Mindful of Netgate’s exposed position, Donenfeld reached the core of FreeBSD developers Kyle Evans and Matt Dunwoodie, and the three embarked on a crazy, week-long sprint to bring the problematic code up to standard. Donenfeld describes one part of the process:
… there are 40,000 lines of optimized crypto implementations drawn from the Linux kernel reconciliation module, but not really properly connected, and irreparably with Linux → FreeBSD ifdefs mails. I wound up replacing it with an 1800 line file, crypto.c, which contains all the cryptographic primitives needed to implement WireGuard.
This is very much in line with Donenfeld’s usual coding operand mode– The reason why WireGuard on Linux is 4,000 code rules for OpenVPN’s 400,000 has a lot to do with eradicating inherited cruft and replacing it with just enough strictly focused code to do the job.
Unfortunately for Netgate, it does not look like his sponsored code or the week-long sprint by Donenfeld, Dunwoodie and Evans will make it into FreeBSD 13.0. The FreeBSD team, presented with one deeply flawed port and another major upheaval, will most likely disable the WireGuard module for 13.0-RELEASE and visit again for 13.1-RELEASE.
Controversy in the past and current development
It was clear that this collaboration was not smooth. Donenfeld expressed frustration over Netgate’s failure to reach out to him directly, and – once he discovered their mission – a lack of interest in working with him:
They did not bother to reach out to the project. That’s fine, I thought, I’ll reach out and see if I can help and coordinate. What followed the following year was a series of poor communication – unanswered messages, code reviews ignored, something like that. […] At some point, the code that was there merged into the FreeBSD tree and the developer who had to write the task continued.

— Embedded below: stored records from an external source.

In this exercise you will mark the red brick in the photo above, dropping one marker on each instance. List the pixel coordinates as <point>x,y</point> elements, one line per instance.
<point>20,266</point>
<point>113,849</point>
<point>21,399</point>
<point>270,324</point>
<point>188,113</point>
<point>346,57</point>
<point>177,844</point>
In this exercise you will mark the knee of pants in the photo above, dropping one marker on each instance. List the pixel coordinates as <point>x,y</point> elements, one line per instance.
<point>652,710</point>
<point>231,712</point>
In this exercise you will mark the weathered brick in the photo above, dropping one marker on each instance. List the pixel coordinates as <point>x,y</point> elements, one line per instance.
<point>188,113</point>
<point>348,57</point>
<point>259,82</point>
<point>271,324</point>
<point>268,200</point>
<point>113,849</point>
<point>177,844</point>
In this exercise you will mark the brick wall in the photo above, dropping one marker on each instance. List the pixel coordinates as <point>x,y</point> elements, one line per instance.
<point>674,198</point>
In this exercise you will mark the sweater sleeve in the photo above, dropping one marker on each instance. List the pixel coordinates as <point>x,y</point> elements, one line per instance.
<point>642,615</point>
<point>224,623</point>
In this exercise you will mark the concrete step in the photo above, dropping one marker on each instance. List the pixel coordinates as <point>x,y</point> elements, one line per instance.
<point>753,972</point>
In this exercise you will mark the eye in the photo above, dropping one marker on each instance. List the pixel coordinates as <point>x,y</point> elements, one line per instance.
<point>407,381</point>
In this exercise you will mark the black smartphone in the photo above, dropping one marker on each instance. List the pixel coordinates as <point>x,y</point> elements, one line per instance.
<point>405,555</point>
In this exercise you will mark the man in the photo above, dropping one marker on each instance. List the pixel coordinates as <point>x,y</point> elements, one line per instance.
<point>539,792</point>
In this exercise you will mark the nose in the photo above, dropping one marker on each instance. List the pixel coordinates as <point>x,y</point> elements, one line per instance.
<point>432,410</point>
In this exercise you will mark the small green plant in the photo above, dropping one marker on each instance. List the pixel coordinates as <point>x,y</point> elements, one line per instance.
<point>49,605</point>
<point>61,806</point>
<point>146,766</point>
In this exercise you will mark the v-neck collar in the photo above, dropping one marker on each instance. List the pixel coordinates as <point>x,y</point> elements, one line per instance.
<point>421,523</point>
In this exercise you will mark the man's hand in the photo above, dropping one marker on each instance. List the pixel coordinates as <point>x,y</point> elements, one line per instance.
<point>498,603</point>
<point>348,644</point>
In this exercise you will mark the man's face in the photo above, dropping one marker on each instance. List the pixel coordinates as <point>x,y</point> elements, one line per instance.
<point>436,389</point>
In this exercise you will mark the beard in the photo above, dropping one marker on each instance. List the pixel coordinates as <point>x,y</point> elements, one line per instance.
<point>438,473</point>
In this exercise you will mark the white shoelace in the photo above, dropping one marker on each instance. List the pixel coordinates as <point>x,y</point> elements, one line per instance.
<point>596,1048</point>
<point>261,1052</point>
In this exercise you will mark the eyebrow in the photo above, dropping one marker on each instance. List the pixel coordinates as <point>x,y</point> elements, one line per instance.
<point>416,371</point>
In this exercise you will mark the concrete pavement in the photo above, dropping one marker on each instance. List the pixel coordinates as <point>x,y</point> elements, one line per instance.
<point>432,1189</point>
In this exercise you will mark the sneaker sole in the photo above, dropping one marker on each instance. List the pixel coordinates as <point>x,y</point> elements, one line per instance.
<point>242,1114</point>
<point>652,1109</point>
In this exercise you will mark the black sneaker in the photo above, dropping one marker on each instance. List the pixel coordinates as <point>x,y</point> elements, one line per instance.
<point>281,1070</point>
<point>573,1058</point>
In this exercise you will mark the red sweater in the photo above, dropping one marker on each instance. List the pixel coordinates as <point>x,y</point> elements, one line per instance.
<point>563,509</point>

This is a fairly typical open source conflict of interest – project A hires developer B to do x hours of work, but related project C says it takes x * 2 hours of work to do it right. With good communication lines and a minimum of ego, there is usually a way to resolve this kind of conflict, but a problematic history like that of Netgate can damage those communication lines.
Despite back and forth, this gateway should be considered a classic success story for open source software development. Netgate’s initial developer commission turned the ball around for an extremely valuable addition to the FreeBSD core. The commission has again aroused interest and great follow-up work from both WireGuard and FreeBSD core developers, and it will ultimately result in a reliable, high-quality WireGuard gateway for users of FreeBSD as well as Netgate.